Somatosensory evoked potentials in the assessment of cerebral ischemia in combined operations for intracranial aneurysms

1997 
: Combined surgery of extra-intracranial anastomosis (EICA) and occlusion of the afferent vessel by means of a balloon catheter was made in 14 patients with giant aneurysms of the internal carotid (IC) and middle meningeal artery (MMA). MMA was excluded without previously creating EICA in another patient. The purpose of the study was to define the informative value of a somatosensory evoked potential (SSEP) as an intraoperative criteria for possible permanent occlusion of the major vessel. In 9 patients, IC or MMA occlusion was shown to cause neither intraoperative SSEP changes no postoperative neurological defect.
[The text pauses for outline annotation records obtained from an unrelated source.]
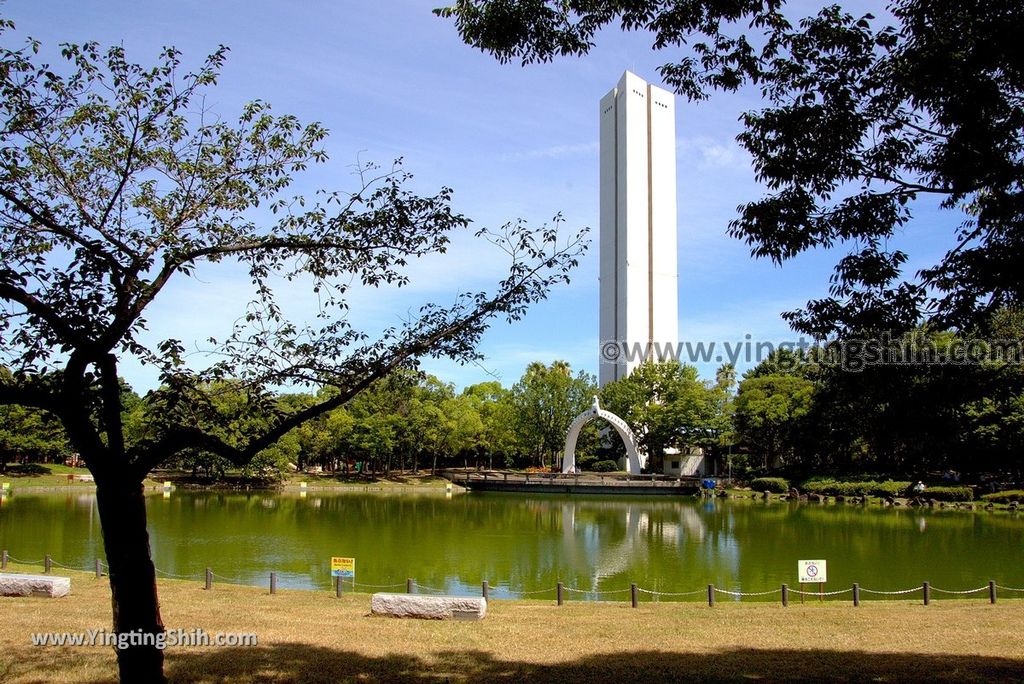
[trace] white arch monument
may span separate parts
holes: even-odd
[[[594,397],[594,403],[591,404],[590,409],[577,416],[569,426],[568,434],[565,435],[565,451],[562,453],[562,472],[575,472],[575,442],[580,437],[580,430],[583,429],[584,425],[598,418],[604,419],[623,438],[623,443],[626,444],[626,472],[631,475],[639,475],[646,459],[642,459],[640,456],[636,435],[633,434],[633,430],[630,429],[626,421],[610,411],[602,409],[598,403],[597,396]]]

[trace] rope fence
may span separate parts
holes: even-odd
[[[23,560],[20,558],[16,558],[14,556],[11,556],[6,550],[0,551],[0,569],[6,570],[7,569],[7,565],[9,563],[15,563],[17,565],[30,565],[30,566],[31,565],[42,565],[43,568],[44,568],[44,572],[46,572],[47,574],[51,572],[53,566],[57,566],[57,567],[61,567],[61,568],[70,569],[70,570],[82,570],[82,571],[86,571],[86,572],[95,571],[95,574],[96,574],[97,579],[103,576],[103,574],[106,573],[105,570],[110,569],[110,565],[108,565],[105,561],[103,561],[103,560],[101,560],[99,558],[95,559],[94,564],[93,564],[92,567],[82,568],[81,566],[78,566],[78,565],[66,565],[62,562],[53,560],[50,557],[49,554],[46,554],[45,556],[43,556],[43,558],[40,558],[38,560]],[[157,575],[160,576],[160,578],[169,578],[169,579],[172,579],[172,580],[184,580],[184,581],[204,581],[205,582],[205,589],[212,589],[213,588],[213,581],[214,581],[214,579],[217,579],[217,580],[220,580],[222,582],[225,582],[225,583],[228,583],[228,584],[232,584],[232,585],[247,585],[248,584],[249,586],[251,586],[251,583],[247,583],[245,579],[233,578],[233,576],[226,576],[226,575],[223,575],[223,574],[219,574],[217,572],[214,572],[209,567],[207,567],[206,570],[205,570],[205,572],[203,572],[203,573],[191,572],[191,573],[186,573],[186,574],[177,574],[177,573],[174,573],[174,572],[169,572],[167,570],[163,570],[163,569],[161,569],[159,567],[156,567],[156,566],[154,566],[154,569],[156,570]],[[347,581],[348,585],[352,588],[352,591],[354,591],[356,588],[373,589],[373,590],[378,590],[378,589],[401,589],[401,588],[404,588],[406,593],[410,593],[410,594],[417,593],[417,592],[424,592],[426,594],[447,594],[449,593],[449,591],[446,589],[424,585],[422,583],[417,582],[416,580],[414,580],[412,578],[406,580],[406,582],[403,582],[403,583],[388,584],[388,585],[365,584],[365,583],[361,583],[361,582],[355,582],[354,578],[352,578],[352,579],[333,578],[333,580],[334,580],[334,582],[332,584],[334,585],[335,591],[336,591],[336,593],[337,593],[338,596],[342,595],[342,586],[343,586],[343,584],[346,581]],[[270,586],[270,593],[271,594],[275,594],[276,593],[276,588],[278,588],[278,573],[276,572],[270,572],[269,586]],[[919,594],[922,597],[922,600],[923,600],[923,602],[924,602],[925,605],[929,604],[930,599],[931,599],[931,595],[932,595],[933,592],[937,593],[937,594],[948,595],[948,596],[971,596],[971,595],[974,595],[974,594],[980,594],[982,592],[988,592],[989,603],[995,603],[996,602],[998,592],[1009,592],[1009,593],[1013,593],[1013,594],[1024,594],[1024,588],[1008,587],[1006,585],[997,584],[994,580],[990,580],[987,584],[982,585],[981,587],[977,587],[975,589],[963,589],[963,590],[957,590],[957,589],[941,589],[941,588],[938,588],[938,587],[932,587],[931,584],[928,583],[928,582],[924,582],[924,583],[922,583],[921,585],[919,585],[916,587],[910,587],[909,589],[895,589],[895,590],[867,589],[865,587],[861,587],[859,584],[854,584],[852,587],[848,587],[848,588],[845,588],[845,589],[837,589],[837,590],[831,590],[831,591],[824,591],[824,587],[822,585],[819,585],[817,591],[805,591],[803,589],[803,586],[804,585],[801,585],[801,587],[802,587],[801,589],[792,589],[787,585],[783,584],[783,585],[781,585],[777,589],[768,589],[768,590],[765,590],[765,591],[757,591],[757,592],[744,592],[744,591],[739,591],[739,590],[724,589],[724,588],[716,587],[715,585],[711,585],[710,584],[710,585],[707,585],[706,588],[694,589],[692,591],[685,591],[685,592],[662,592],[662,591],[656,591],[656,590],[652,590],[652,589],[644,589],[643,587],[640,587],[640,586],[638,586],[636,584],[632,584],[628,588],[624,588],[624,589],[598,590],[598,589],[581,589],[579,587],[569,587],[569,586],[566,586],[565,584],[559,582],[554,587],[548,587],[548,588],[544,588],[544,589],[536,589],[536,590],[530,590],[530,591],[516,591],[512,587],[511,583],[502,583],[502,584],[493,585],[493,584],[489,584],[486,580],[484,580],[481,583],[481,593],[482,593],[482,596],[484,598],[488,598],[489,597],[489,592],[497,590],[497,591],[504,592],[504,593],[512,595],[512,598],[519,598],[519,599],[530,597],[530,596],[540,596],[542,594],[550,595],[550,594],[554,593],[555,596],[556,596],[556,601],[557,601],[558,605],[562,605],[562,603],[564,602],[565,594],[578,594],[578,595],[581,595],[581,596],[598,597],[598,600],[601,600],[599,597],[603,597],[603,596],[618,596],[618,595],[627,594],[628,593],[628,594],[630,594],[630,601],[631,601],[633,607],[637,607],[637,605],[639,603],[639,595],[640,594],[645,594],[647,596],[650,596],[653,600],[657,600],[657,599],[660,599],[663,597],[666,597],[666,598],[681,598],[681,597],[689,597],[689,596],[696,596],[698,594],[703,594],[707,597],[708,605],[711,606],[711,607],[714,607],[714,605],[715,605],[715,597],[716,596],[728,596],[730,598],[733,598],[733,599],[736,599],[737,601],[739,601],[739,600],[742,600],[744,598],[756,598],[756,599],[759,599],[759,598],[764,598],[764,597],[767,597],[767,596],[781,595],[782,605],[785,606],[785,605],[788,605],[788,597],[790,597],[791,594],[795,594],[797,596],[800,596],[801,597],[801,602],[804,602],[805,597],[812,597],[812,598],[813,597],[817,597],[819,601],[823,601],[825,598],[831,598],[831,597],[836,597],[836,596],[844,596],[846,594],[853,594],[853,605],[858,606],[858,605],[860,605],[860,595],[861,594],[870,594],[870,595],[882,596],[882,597],[907,596],[907,595],[910,595],[910,594]]]

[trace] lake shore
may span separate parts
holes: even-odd
[[[38,568],[11,566],[20,571]],[[0,598],[5,682],[114,682],[110,647],[40,647],[32,633],[110,626],[85,572],[62,599]],[[1024,677],[1021,600],[778,604],[495,600],[478,623],[369,615],[369,594],[160,580],[172,630],[252,633],[256,647],[174,647],[171,681],[1007,681]]]

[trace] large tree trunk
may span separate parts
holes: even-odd
[[[152,635],[135,637],[150,645],[118,649],[122,682],[165,682],[164,652],[156,647],[164,633],[157,598],[157,575],[145,529],[141,482],[96,481],[96,503],[103,526],[103,547],[110,565],[114,632]],[[129,637],[123,637],[129,639]]]

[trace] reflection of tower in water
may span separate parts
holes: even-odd
[[[586,589],[592,592],[601,591],[609,578],[629,575],[655,549],[702,548],[713,538],[705,516],[689,504],[566,501],[560,512],[562,561],[590,576]],[[622,525],[609,524],[614,520]]]

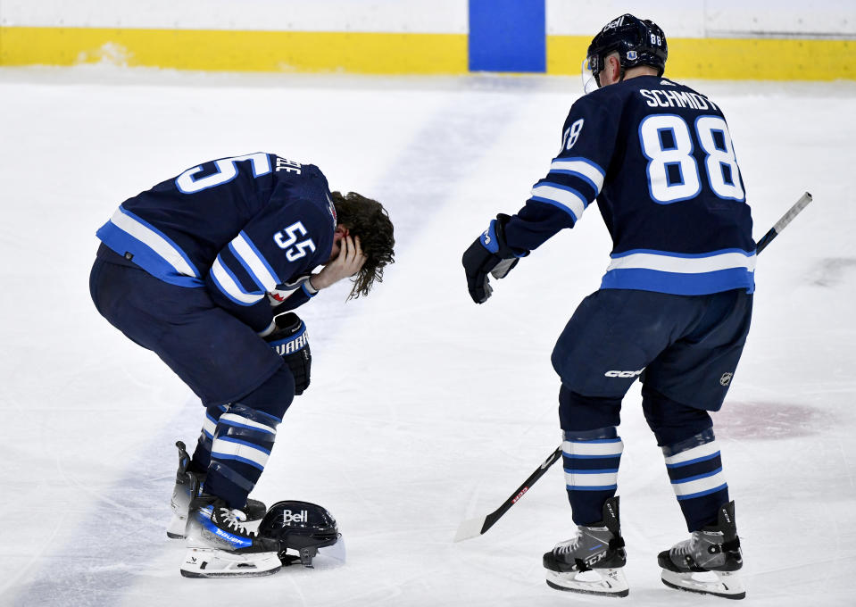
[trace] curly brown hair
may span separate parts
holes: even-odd
[[[383,282],[384,267],[395,262],[395,238],[389,213],[377,200],[366,198],[356,192],[342,195],[332,192],[337,222],[345,226],[352,236],[360,237],[360,245],[366,262],[353,279],[353,287],[348,299],[361,295],[368,295],[375,282]]]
After IC occlusion one case showed 25% reductions in the SSEP amplitude, which was not followed by neurological deterioration. In another patient with IC occlusion, 40% decreases in the cortical response amplitude resulted in moderate postoperative hemiparesis. In one patient with transient IC occlusion, 50% falls in the SSEP amplitude were accompanied by poor EICA function, which made permanent IC occlusion be avoided. However, postoperative neurological defect progression was detected in 3 patients without intraoperative SSEP changes. The findings suggest that SSEP may be used to determine whether IC and MMA can be excluded at surgery for aneurysms. However, no intraoperative SSEP changes does not predict the constancy of a patient's neurological status.